The appeal of Apple’s iTunes Store as a conduit for movie rentals is obvious. iTunes is already installed on tens of millions of computers, and Apple has used it to successfully sell billions of songs and millions of videos. There is a large, established customer base waiting for more digital video content, and demonstrably willing to pay reasonable prices to get it.

More importantly, unlike almost any competitor, Apple has a complete infrastructure in place to handle video distribution. It offers services that successfully manage the entire process, from movie encoding and protection to catalog browsing and order transaction to high-speed fulfillment and optimized display on a screen. And it sells desktop, laptop, pocket, and living room hardware capable of performing the video. With modest exceptions, it all works. And though adding the concept of “rental” to the system involves a number of technical challenges, no one doubts that Apple will hurdle them without breaking a sweat.

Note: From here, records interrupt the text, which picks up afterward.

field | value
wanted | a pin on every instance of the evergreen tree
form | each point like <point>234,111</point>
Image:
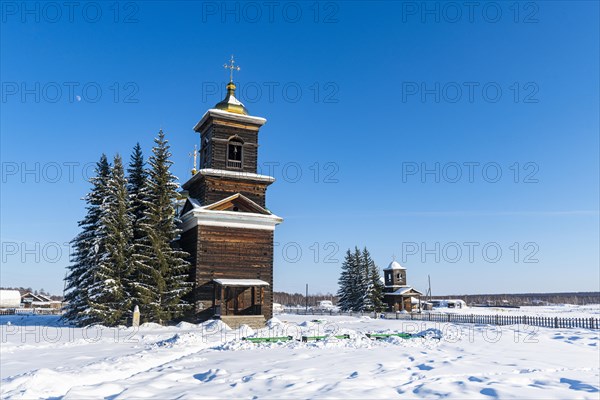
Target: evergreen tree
<point>137,188</point>
<point>350,283</point>
<point>86,249</point>
<point>360,284</point>
<point>345,292</point>
<point>163,269</point>
<point>374,297</point>
<point>110,292</point>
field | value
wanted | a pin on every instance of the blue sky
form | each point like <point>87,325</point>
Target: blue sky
<point>499,103</point>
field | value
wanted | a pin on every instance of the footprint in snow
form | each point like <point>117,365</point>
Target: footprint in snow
<point>475,379</point>
<point>424,367</point>
<point>489,392</point>
<point>578,385</point>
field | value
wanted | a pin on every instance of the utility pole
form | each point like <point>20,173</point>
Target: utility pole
<point>306,298</point>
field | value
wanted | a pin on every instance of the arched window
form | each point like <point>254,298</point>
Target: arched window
<point>235,148</point>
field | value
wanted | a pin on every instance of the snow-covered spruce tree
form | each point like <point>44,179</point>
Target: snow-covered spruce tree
<point>163,269</point>
<point>110,292</point>
<point>137,188</point>
<point>350,296</point>
<point>374,293</point>
<point>86,249</point>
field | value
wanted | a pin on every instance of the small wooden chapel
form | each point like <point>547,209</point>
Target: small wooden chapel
<point>226,227</point>
<point>397,294</point>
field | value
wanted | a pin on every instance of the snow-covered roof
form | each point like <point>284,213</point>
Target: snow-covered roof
<point>394,265</point>
<point>404,290</point>
<point>260,218</point>
<point>213,112</point>
<point>222,173</point>
<point>240,282</point>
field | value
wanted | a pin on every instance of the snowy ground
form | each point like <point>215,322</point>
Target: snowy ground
<point>41,359</point>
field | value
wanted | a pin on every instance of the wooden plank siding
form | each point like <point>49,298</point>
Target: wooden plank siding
<point>235,253</point>
<point>217,136</point>
<point>211,189</point>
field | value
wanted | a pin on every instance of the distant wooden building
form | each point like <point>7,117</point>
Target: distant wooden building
<point>226,227</point>
<point>397,294</point>
<point>30,300</point>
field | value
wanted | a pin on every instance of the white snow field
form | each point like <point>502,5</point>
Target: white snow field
<point>42,359</point>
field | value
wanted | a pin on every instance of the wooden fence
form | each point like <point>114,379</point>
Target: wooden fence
<point>30,311</point>
<point>547,322</point>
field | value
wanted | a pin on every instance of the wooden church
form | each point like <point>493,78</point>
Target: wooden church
<point>397,294</point>
<point>226,227</point>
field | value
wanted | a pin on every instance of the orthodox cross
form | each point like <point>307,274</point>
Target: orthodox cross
<point>195,155</point>
<point>231,67</point>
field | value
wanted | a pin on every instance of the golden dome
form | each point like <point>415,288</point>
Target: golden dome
<point>230,103</point>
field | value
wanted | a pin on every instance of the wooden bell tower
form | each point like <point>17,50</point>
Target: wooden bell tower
<point>225,226</point>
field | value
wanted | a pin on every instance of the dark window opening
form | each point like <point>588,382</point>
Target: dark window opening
<point>234,155</point>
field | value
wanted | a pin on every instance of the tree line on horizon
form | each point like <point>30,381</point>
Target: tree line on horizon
<point>124,254</point>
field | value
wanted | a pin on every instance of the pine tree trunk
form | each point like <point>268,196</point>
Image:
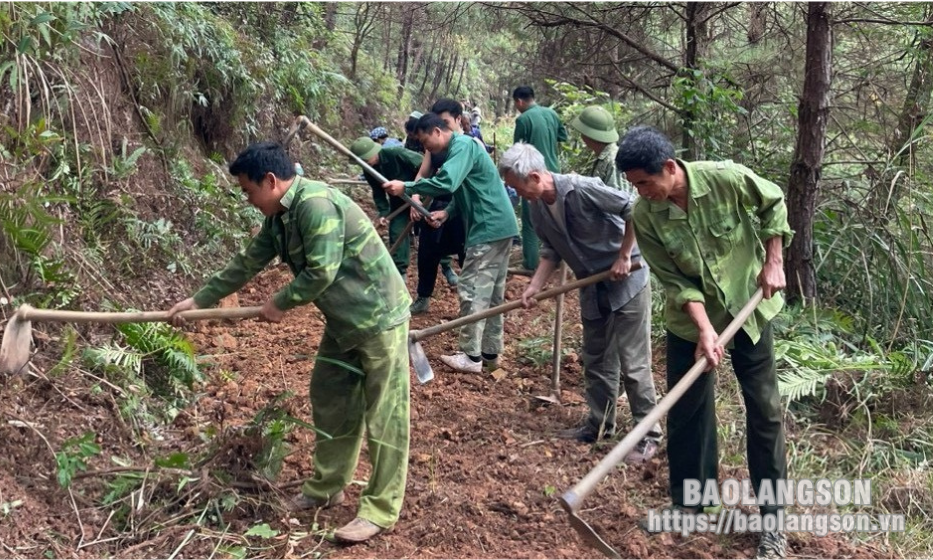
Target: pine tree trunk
<point>807,164</point>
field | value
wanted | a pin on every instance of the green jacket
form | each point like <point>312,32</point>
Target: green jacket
<point>605,169</point>
<point>337,258</point>
<point>395,164</point>
<point>541,127</point>
<point>478,192</point>
<point>713,252</point>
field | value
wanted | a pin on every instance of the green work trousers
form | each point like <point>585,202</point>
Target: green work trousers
<point>343,401</point>
<point>530,243</point>
<point>691,424</point>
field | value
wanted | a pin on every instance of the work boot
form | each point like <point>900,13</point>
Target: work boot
<point>644,451</point>
<point>450,276</point>
<point>303,502</point>
<point>772,545</point>
<point>583,434</point>
<point>357,531</point>
<point>421,305</point>
<point>462,363</point>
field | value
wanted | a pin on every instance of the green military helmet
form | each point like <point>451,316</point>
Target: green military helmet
<point>365,147</point>
<point>596,123</point>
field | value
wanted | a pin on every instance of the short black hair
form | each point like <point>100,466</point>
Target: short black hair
<point>430,121</point>
<point>261,158</point>
<point>523,92</point>
<point>645,148</point>
<point>448,105</point>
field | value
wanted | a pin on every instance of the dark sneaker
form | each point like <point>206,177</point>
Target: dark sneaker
<point>302,502</point>
<point>772,545</point>
<point>357,531</point>
<point>450,276</point>
<point>644,451</point>
<point>421,305</point>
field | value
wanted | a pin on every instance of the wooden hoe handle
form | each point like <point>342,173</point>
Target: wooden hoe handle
<point>29,313</point>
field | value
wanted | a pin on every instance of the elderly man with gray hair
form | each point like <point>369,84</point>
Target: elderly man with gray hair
<point>583,222</point>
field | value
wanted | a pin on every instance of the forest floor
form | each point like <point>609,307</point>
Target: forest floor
<point>486,469</point>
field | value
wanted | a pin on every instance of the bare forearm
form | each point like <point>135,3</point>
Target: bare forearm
<point>774,251</point>
<point>628,241</point>
<point>543,273</point>
<point>697,312</point>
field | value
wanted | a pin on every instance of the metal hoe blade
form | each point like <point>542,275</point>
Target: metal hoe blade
<point>14,351</point>
<point>590,536</point>
<point>420,362</point>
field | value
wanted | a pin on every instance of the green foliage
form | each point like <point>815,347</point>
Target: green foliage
<point>708,104</point>
<point>812,346</point>
<point>73,457</point>
<point>70,338</point>
<point>271,425</point>
<point>262,531</point>
<point>172,355</point>
<point>878,268</point>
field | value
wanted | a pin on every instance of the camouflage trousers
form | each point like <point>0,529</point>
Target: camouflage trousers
<point>366,386</point>
<point>482,285</point>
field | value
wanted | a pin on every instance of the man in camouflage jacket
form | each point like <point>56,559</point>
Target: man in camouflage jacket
<point>361,372</point>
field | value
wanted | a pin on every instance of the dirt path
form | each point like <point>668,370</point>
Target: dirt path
<point>486,470</point>
<point>484,477</point>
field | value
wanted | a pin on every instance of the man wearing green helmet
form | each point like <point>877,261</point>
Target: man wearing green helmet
<point>598,130</point>
<point>394,163</point>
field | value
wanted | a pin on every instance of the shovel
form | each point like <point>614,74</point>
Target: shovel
<point>554,397</point>
<point>14,351</point>
<point>419,360</point>
<point>572,500</point>
<point>304,122</point>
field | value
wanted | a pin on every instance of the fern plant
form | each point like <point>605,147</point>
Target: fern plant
<point>172,354</point>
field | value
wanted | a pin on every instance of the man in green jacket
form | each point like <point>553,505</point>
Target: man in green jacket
<point>598,130</point>
<point>694,227</point>
<point>360,376</point>
<point>480,199</point>
<point>393,163</point>
<point>540,127</point>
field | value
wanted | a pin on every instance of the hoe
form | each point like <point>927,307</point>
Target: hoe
<point>572,500</point>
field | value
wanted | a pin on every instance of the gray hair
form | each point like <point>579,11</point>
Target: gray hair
<point>522,159</point>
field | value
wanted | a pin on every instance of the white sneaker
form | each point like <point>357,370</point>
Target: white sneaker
<point>462,363</point>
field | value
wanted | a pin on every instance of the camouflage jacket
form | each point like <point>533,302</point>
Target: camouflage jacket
<point>337,258</point>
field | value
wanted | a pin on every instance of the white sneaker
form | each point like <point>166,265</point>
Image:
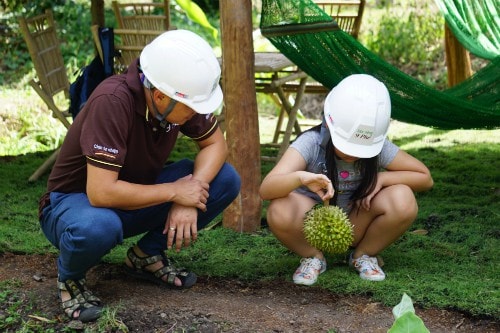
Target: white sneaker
<point>308,271</point>
<point>368,268</point>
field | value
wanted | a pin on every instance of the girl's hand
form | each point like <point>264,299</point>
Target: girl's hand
<point>319,184</point>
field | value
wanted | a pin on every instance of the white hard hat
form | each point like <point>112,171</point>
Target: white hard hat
<point>357,112</point>
<point>183,66</point>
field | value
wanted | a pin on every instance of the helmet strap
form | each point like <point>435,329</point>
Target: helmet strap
<point>161,117</point>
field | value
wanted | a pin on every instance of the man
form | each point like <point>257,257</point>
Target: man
<point>110,180</point>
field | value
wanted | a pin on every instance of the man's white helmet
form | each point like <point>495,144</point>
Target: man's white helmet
<point>357,112</point>
<point>183,66</point>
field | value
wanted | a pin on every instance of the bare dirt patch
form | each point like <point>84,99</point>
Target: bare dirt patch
<point>214,305</point>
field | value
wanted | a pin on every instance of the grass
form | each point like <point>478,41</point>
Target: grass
<point>454,266</point>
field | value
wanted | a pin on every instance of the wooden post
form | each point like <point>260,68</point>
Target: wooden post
<point>241,118</point>
<point>97,12</point>
<point>457,59</point>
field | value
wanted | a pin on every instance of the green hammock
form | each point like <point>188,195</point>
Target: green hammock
<point>312,40</point>
<point>475,24</point>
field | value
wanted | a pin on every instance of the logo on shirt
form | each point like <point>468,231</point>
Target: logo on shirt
<point>105,151</point>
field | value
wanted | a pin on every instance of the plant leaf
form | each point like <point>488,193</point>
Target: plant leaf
<point>408,323</point>
<point>406,305</point>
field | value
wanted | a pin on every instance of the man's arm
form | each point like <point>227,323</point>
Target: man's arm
<point>104,189</point>
<point>212,155</point>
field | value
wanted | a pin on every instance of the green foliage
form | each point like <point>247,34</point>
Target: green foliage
<point>453,266</point>
<point>405,318</point>
<point>410,37</point>
<point>73,22</point>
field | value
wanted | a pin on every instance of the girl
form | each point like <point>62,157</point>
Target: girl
<point>348,161</point>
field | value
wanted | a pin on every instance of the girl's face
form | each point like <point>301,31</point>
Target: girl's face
<point>344,157</point>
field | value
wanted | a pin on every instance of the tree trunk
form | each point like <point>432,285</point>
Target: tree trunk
<point>457,59</point>
<point>241,117</point>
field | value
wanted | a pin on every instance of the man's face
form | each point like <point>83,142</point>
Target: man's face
<point>180,114</point>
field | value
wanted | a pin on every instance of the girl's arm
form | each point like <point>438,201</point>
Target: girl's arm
<point>289,174</point>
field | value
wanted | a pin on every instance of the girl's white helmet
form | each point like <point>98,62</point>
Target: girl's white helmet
<point>183,66</point>
<point>357,112</point>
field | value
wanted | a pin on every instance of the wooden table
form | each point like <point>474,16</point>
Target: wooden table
<point>280,78</point>
<point>277,76</point>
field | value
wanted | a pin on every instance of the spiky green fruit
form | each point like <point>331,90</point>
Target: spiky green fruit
<point>328,229</point>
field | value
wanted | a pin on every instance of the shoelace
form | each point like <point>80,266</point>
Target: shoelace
<point>367,263</point>
<point>310,263</point>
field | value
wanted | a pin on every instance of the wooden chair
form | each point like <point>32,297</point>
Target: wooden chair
<point>143,16</point>
<point>128,44</point>
<point>40,35</point>
<point>347,13</point>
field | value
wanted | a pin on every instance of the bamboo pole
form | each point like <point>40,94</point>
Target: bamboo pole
<point>241,117</point>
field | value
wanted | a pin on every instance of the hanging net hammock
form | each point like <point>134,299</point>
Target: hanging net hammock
<point>475,24</point>
<point>312,40</point>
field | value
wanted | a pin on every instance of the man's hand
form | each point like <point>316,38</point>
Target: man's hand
<point>181,226</point>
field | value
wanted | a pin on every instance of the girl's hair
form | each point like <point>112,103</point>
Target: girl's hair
<point>368,168</point>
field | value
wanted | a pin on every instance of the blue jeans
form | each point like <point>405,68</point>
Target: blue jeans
<point>84,234</point>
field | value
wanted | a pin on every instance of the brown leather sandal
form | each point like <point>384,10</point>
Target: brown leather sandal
<point>81,300</point>
<point>188,279</point>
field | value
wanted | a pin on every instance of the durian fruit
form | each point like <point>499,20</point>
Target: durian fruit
<point>328,229</point>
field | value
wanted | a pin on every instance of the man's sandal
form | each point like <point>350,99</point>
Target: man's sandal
<point>188,279</point>
<point>81,300</point>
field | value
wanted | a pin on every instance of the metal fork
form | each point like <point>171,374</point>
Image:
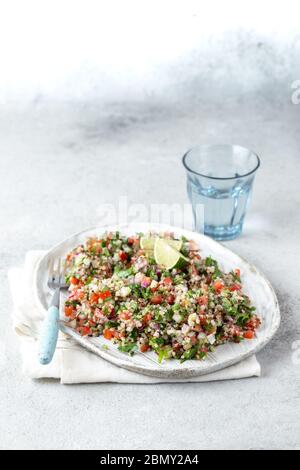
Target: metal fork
<point>49,330</point>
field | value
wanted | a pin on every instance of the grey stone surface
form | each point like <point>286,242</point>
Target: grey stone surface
<point>58,163</point>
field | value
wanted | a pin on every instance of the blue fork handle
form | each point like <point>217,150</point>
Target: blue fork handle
<point>48,336</point>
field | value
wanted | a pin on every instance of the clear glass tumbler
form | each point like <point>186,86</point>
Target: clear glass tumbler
<point>220,178</point>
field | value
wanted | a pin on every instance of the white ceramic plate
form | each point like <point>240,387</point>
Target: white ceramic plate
<point>254,284</point>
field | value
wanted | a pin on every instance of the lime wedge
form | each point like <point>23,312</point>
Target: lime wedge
<point>167,256</point>
<point>147,243</point>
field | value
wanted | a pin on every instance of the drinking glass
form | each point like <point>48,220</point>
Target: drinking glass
<point>220,179</point>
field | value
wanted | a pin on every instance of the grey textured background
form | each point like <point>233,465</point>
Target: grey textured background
<point>93,137</point>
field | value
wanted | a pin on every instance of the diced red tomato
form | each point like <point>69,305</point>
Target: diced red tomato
<point>197,328</point>
<point>218,286</point>
<point>170,299</point>
<point>104,295</point>
<point>76,295</point>
<point>249,334</point>
<point>94,297</point>
<point>147,318</point>
<point>235,287</point>
<point>156,299</point>
<point>84,330</point>
<point>123,256</point>
<point>194,340</point>
<point>203,300</point>
<point>144,347</point>
<point>125,315</point>
<point>109,333</point>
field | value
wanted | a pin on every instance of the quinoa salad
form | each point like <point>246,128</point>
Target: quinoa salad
<point>119,288</point>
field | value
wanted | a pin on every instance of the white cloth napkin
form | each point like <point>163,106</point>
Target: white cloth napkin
<point>71,363</point>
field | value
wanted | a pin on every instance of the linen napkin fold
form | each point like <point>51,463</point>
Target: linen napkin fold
<point>71,363</point>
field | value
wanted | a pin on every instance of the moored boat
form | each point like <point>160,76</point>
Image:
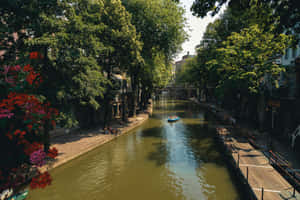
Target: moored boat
<point>173,119</point>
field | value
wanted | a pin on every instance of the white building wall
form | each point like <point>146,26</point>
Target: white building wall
<point>290,55</point>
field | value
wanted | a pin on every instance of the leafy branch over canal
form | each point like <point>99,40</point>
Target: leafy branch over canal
<point>98,59</point>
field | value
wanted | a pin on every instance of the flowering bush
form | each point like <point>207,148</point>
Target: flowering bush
<point>23,116</point>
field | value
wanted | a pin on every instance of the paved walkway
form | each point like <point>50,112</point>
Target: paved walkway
<point>73,145</point>
<point>260,173</point>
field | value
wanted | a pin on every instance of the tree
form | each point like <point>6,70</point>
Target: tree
<point>82,47</point>
<point>23,115</point>
<point>246,58</point>
<point>160,25</point>
<point>285,12</point>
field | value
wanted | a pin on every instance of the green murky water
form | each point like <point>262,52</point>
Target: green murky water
<point>157,161</point>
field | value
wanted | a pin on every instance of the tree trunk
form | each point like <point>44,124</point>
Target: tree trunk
<point>46,136</point>
<point>124,102</point>
<point>134,95</point>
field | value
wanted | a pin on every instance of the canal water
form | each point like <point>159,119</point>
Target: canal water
<point>156,161</point>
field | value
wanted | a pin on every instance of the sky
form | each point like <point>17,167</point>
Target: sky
<point>195,28</point>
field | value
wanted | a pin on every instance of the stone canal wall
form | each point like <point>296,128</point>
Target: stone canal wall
<point>73,145</point>
<point>249,164</point>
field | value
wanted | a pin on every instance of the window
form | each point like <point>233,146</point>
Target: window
<point>294,52</point>
<point>286,54</point>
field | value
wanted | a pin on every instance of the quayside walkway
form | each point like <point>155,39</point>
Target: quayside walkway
<point>264,181</point>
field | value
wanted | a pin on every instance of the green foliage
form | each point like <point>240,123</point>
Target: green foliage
<point>246,58</point>
<point>285,13</point>
<point>160,25</point>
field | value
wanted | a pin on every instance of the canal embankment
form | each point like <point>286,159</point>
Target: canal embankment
<point>77,143</point>
<point>251,165</point>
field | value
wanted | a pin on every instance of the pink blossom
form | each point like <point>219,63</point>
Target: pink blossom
<point>5,113</point>
<point>38,157</point>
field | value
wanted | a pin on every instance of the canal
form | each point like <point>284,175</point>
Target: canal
<point>156,161</point>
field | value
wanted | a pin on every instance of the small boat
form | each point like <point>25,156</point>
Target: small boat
<point>20,196</point>
<point>173,119</point>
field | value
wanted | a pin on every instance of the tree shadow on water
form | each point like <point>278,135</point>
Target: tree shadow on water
<point>161,154</point>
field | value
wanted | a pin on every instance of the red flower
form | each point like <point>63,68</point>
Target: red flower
<point>29,127</point>
<point>30,148</point>
<point>34,55</point>
<point>41,181</point>
<point>52,153</point>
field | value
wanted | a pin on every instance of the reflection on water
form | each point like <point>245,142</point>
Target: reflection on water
<point>158,160</point>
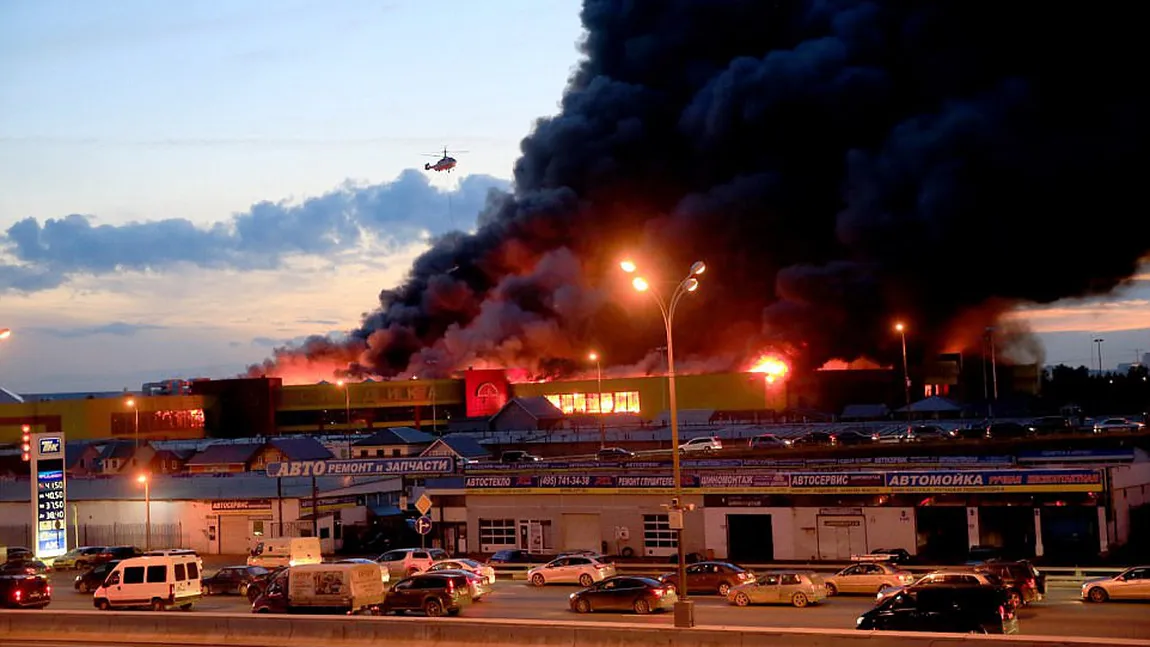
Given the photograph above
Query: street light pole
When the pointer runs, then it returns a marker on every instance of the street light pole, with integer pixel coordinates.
(598, 372)
(147, 510)
(684, 610)
(906, 372)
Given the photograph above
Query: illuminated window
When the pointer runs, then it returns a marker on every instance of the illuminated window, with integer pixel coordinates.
(619, 402)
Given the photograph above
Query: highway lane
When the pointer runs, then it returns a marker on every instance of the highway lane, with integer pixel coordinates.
(1060, 614)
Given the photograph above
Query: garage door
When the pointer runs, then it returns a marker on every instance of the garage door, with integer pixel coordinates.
(841, 537)
(234, 539)
(581, 532)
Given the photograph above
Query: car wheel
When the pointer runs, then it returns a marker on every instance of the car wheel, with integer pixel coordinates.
(432, 608)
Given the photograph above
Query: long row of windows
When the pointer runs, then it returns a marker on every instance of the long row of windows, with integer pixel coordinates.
(536, 536)
(618, 402)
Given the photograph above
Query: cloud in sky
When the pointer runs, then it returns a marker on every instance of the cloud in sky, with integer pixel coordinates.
(51, 253)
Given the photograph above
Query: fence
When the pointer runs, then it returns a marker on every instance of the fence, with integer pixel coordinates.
(163, 534)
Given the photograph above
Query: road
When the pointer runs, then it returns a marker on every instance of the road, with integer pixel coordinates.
(1060, 614)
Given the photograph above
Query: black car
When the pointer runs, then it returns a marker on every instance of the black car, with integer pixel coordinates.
(435, 594)
(234, 580)
(24, 591)
(945, 608)
(93, 577)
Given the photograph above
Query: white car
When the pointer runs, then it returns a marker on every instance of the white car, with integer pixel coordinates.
(487, 572)
(574, 569)
(1132, 584)
(1118, 424)
(705, 444)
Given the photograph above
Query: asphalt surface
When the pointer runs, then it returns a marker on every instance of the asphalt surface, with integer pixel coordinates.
(1060, 614)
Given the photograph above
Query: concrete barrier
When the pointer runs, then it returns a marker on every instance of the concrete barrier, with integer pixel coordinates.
(234, 630)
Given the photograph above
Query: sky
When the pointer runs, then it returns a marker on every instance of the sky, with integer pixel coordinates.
(184, 186)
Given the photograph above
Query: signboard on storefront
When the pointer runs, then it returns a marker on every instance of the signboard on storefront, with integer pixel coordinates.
(796, 483)
(365, 467)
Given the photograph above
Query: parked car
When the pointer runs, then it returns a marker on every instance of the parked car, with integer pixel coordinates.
(93, 577)
(234, 580)
(868, 577)
(404, 562)
(710, 577)
(1118, 424)
(570, 570)
(1132, 584)
(24, 592)
(78, 557)
(944, 608)
(154, 583)
(322, 588)
(614, 454)
(435, 594)
(24, 565)
(797, 588)
(619, 593)
(483, 570)
(704, 444)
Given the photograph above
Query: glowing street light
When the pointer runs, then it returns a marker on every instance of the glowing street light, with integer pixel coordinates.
(685, 617)
(147, 510)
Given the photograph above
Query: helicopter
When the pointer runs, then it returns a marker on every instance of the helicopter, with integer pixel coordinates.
(445, 163)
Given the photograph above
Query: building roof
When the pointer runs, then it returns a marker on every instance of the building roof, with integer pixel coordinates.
(396, 436)
(865, 411)
(462, 446)
(538, 407)
(301, 448)
(225, 454)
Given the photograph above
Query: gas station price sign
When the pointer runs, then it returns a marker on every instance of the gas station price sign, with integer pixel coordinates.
(50, 494)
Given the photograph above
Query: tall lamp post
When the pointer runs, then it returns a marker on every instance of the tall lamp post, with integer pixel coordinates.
(136, 420)
(906, 372)
(598, 372)
(147, 510)
(347, 402)
(684, 607)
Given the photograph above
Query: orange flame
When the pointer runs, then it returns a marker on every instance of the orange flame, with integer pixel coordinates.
(772, 366)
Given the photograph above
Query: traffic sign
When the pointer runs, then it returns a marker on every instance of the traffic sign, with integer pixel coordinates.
(423, 505)
(423, 525)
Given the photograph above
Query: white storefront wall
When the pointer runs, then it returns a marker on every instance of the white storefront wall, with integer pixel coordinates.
(805, 533)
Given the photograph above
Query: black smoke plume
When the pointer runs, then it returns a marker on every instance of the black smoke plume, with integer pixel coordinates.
(838, 164)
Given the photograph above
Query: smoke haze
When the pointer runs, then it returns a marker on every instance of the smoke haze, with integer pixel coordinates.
(838, 164)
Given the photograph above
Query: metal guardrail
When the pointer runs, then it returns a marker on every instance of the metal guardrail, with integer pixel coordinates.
(1055, 575)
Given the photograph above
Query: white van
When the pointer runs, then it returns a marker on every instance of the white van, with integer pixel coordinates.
(285, 552)
(156, 583)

Assuming an iTunes video rental system will happen—and we do—what’s most interesting to us is the value it will bring to individual consumers, movie companies, Apple, and the marketplace as a whole. Here are a few thoughts on those topics.

* Individual Consumers: Blockbuster Video and NetFlix are currently the biggest players in the video rental business, and depend substantially upon physical DVDs and physical transportation (cars or US Postal Service trucks) for fulfillment and returns. Digital video distribution removes DVD inventory and shipping costs, transforming the old physical fulfillment process into a three-click system: open iTunes’ video section, select your video, and press the rental button. You can do this without leaving your home, and there’s no disc to ship back and forth to a store. Within seconds of picking your movie, you can be watching it, and within seconds of finishing it, you can “return it” without lifting a finger—assuming that the videos automatically expire.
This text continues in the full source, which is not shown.